Deep in negotiation with a rickshaw driver one sunny Friday morning in Pune, India, my train of thought is suddenly interrupted by a seismic unsettling. Halfway down the street, rounding the corner and coming straight at us careens a cart pulled by a pair of two-ton oxen with long, red, vicious horns jutting from their noble heads. I take a moment to absorb my surroundings: on the other side of the thoroughfare, a bright and shiny new building towers out of the lush, west Indian landscape, surrounded by tall, grey stone walls, twenty some floors of steel, glass and wood. To my left, a faithful rickshaw driver who just drove me through the winding streets of Pune, patiently waiting in his black and yellow steed for me to produce the right number of rupees to make his trip worthwhile. Coming from the right and closing are the same massive bovines that broke my concentration earlier–though now, a little closer.

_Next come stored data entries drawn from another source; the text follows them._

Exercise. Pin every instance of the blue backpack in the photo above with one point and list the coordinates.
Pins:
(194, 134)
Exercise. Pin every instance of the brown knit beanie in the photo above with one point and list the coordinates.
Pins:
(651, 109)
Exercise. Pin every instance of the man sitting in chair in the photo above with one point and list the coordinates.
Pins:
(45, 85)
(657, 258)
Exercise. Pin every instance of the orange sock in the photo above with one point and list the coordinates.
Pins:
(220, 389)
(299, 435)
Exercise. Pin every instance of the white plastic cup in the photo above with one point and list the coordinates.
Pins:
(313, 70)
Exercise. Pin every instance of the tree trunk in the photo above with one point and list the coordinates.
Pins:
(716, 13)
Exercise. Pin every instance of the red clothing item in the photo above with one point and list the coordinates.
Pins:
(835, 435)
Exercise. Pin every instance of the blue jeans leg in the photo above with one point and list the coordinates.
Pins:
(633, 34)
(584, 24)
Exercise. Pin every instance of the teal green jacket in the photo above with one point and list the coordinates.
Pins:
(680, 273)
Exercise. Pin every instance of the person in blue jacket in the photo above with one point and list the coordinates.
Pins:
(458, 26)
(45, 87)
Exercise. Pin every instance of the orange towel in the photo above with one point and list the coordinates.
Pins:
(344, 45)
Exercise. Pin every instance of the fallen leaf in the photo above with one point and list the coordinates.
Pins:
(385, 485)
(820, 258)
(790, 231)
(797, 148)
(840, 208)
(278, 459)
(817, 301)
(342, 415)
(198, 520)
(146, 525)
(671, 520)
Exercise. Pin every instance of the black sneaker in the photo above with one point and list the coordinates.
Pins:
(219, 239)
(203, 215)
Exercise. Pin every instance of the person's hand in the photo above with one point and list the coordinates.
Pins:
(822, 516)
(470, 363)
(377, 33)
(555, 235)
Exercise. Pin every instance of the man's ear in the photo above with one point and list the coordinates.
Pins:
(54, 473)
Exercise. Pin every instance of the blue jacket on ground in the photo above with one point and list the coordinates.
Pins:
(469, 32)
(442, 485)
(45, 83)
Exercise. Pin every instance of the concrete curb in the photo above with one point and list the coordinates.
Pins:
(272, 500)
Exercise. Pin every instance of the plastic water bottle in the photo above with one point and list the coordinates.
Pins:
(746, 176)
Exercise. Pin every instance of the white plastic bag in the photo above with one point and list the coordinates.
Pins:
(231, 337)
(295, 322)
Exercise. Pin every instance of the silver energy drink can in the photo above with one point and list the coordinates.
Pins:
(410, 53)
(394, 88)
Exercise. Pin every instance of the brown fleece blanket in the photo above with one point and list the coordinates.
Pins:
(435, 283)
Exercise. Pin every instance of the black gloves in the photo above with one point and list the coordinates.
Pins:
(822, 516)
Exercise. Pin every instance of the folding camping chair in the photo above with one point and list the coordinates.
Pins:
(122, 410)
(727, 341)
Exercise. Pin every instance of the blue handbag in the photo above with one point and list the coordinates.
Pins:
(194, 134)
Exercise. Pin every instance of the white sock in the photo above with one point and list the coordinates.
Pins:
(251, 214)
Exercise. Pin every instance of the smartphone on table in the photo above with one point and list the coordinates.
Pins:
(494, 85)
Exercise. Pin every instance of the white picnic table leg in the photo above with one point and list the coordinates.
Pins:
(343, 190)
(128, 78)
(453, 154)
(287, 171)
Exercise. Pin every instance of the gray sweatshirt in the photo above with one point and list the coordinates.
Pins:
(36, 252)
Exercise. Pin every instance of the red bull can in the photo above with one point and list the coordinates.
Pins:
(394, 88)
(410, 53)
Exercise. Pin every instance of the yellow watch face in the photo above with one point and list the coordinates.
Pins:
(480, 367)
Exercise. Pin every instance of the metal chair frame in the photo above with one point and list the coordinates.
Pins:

This is India, a constant stream of distraction and activities swirling around every person, the steady drumbeat of prosperity marching right alongside the poverty and cultural overload. I’ve come here to Pune, just a few hours’ drive outside of Mumbai, to witness the opening and inauguration of Marriott’s 500th hotel and convention center.
It’s a symbolic opening for both the hotel brand and the country at large, as both look to expand western brands inside of the rapidly growing Indian economy. But mechanically, this hotel is exactly as a Marriott should be: clean, well-appointed rooms, comprehensive food and entertainment offerings and razor sharp, attentive staff. And right behind these openings, another dozen Marriott properties are slated to begin operation in the Indian subcontinent in the next year.
%Gallery-109388%The grand opening celebrations were grandiose and lavish, with local and foreign media privy to the finest of pool deck parties, live entertainment and fireworks to top off the affair. With the festivities behind them, however, the Pune Marriot now has its work cut out for it: there are very high western standards to hold, hundreds of rooms and dozens of conferences to book and, most importantly, the trust and business of an entire culture to earn.
It’s the sort of situation encountered every day in India, navigating through passenger, bicycle and rickshaw traffic in a rented Mercedes, crowding the only Mexican restaurant in town with 300 other patrons, sitting inside of a Hindu temple while the security guard pecks away at his smart phone. Like the scene in front of me on the streets of Pune, India is all about thriving in the midst of chaos, and once the dust settles from this opening, the real test will begin.
Quickly I dig my SLR camera out of my bag and snap a shot of the hotel with the ox and cart passing by. Somewhere inside there’s a press conference waiting for me, a few quotes to collect, a few words still unwritten. For leisure I hope to one day return.
Marriott Pune Hotel and Convention Center: SenapatiBapat Road • Pune, 411053 India
• Rooms: 416 with 44 suites
• Meeting rooms: 12 with 19,000 sq feet of space
• Marriott Rewards Category: 3
• Specialty restaurants; Indian, Asian and Italian
• Room rate at time of publication: $143/night
Editor’s note: Marriot invited Gadling to this event and provided some transportation and lodging. We were free to roam and write at will.